Executive Director’s Message
Written by Brent Glass in the From the Executive Director category and the Fall 1992 issue Topics in this article: African Americans, Harrisburg, Pennsylvania Historical and Museum Commission, State Museum of PennsylvaniaWhat will it take to provide leadership in public history in the 1990s? This question shaped a year-long evaluation by the Pennsylvania Historical and Museum Commission (PHMC) during which our staff examined our basic assumptions about the agency’s work and charted new directions for the future. This selfstudy, funded by the National Endowment for the Humanities (NEH), revealed several exciting opportunities to expand upon the strong foundations we have built during the past eighty years and to take advantage of the growing interest in history among new audiences throughout the Commonwealth.
Conducted by PHMC staff with the assistance of several consultants, the self-study concluded that an effective public history program depends on our capacity to engage the public in our work in meaningful ways, and our capacity to develop an interdisciplinary approach to plan and implement our programs.
I heartily support these conclusions because they reflect an operating philosophy that moves our agency forward and closer to the core concerns of government and society in general. All programs need to be evaluated according to this philosophy and resources allocated accordingly. We are now making the assumption that our process is as important as our product or service, that our programs need to be driven as much by the general concerns and values of society as they are by our professional values. Tf we are not mindful of this central conclusion, we risk moving our agency to the margins of state government and society as a whole.
The self-study report calls for a change in thinking, attitude, and orientation, rather than changes in organization. We need to reposition the Commission to address the needs of ordinary people and their history, rather than concentrate on the history of the elite. We need to reinvent the agency and emphasize that collaboration with audiences is as vital as our adherence to professional standards. Finally, we need to repackage the PHMC to develop new approaches to existing programs that take advantage of the operating philosophy called for by the self-study report.

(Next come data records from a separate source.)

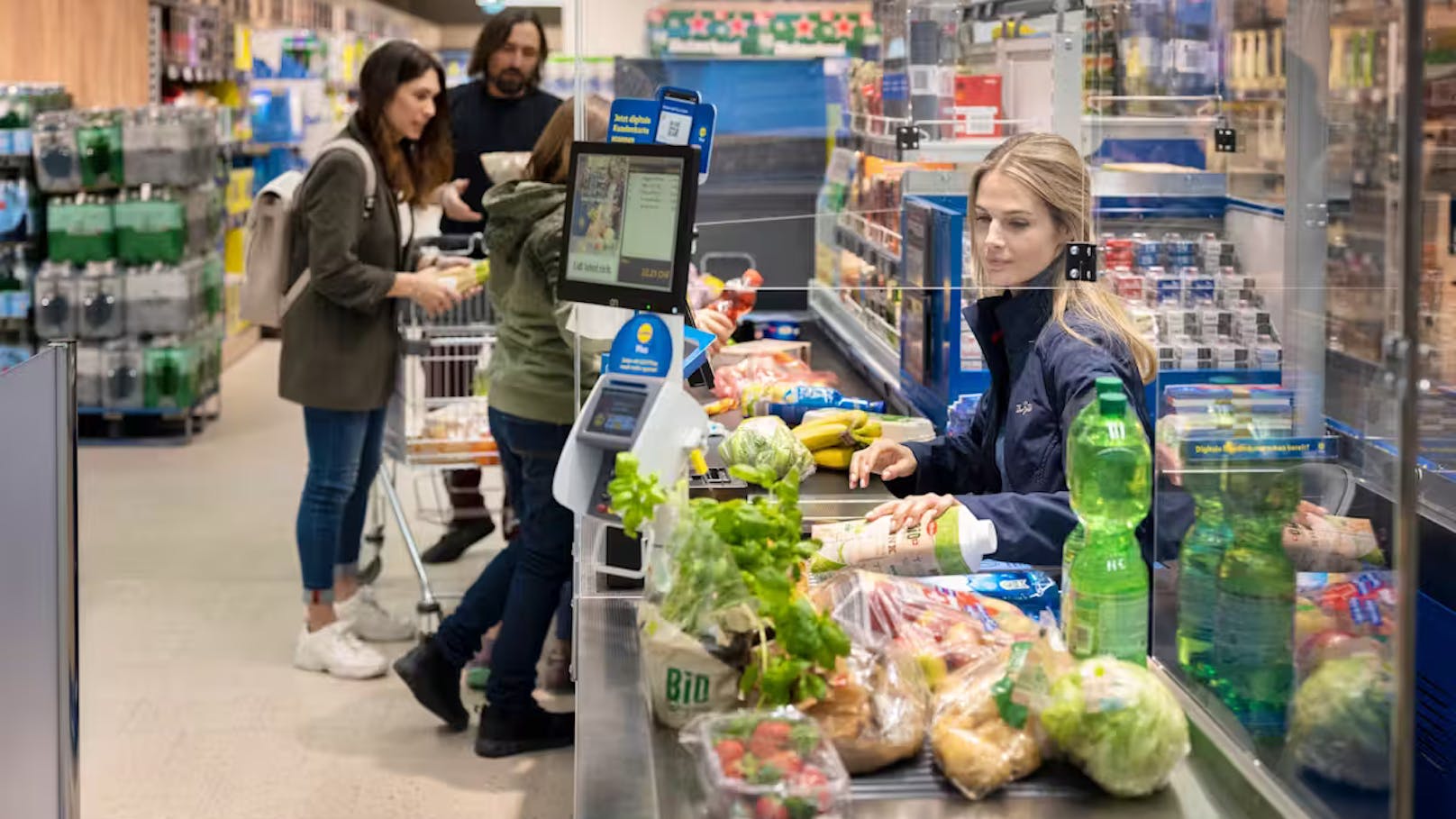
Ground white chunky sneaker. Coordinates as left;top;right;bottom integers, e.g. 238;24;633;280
333;586;416;642
293;619;388;679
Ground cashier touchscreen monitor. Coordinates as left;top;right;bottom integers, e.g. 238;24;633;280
556;143;697;314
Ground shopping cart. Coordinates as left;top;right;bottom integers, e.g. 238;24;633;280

To make the findings of the self-study more concrete, we have focused on two agency-wide programs – industrial history and African American history – and a major exhibition on the Keystone State’s social history planned for The State Museum of Pennsylvania in Harrisburg. These are not new programs, but they will now be shaped by the findings of the self-study – by the need for interdisciplinary work among our staff and closer collaboration with our diverse audiences. Our new approach to these subjects will be reflected in exhibits, tours, conferences, and public programs, as well as by Pennsylvania Heritage and various publications of the Pennsylvania Historical and Museum Commission.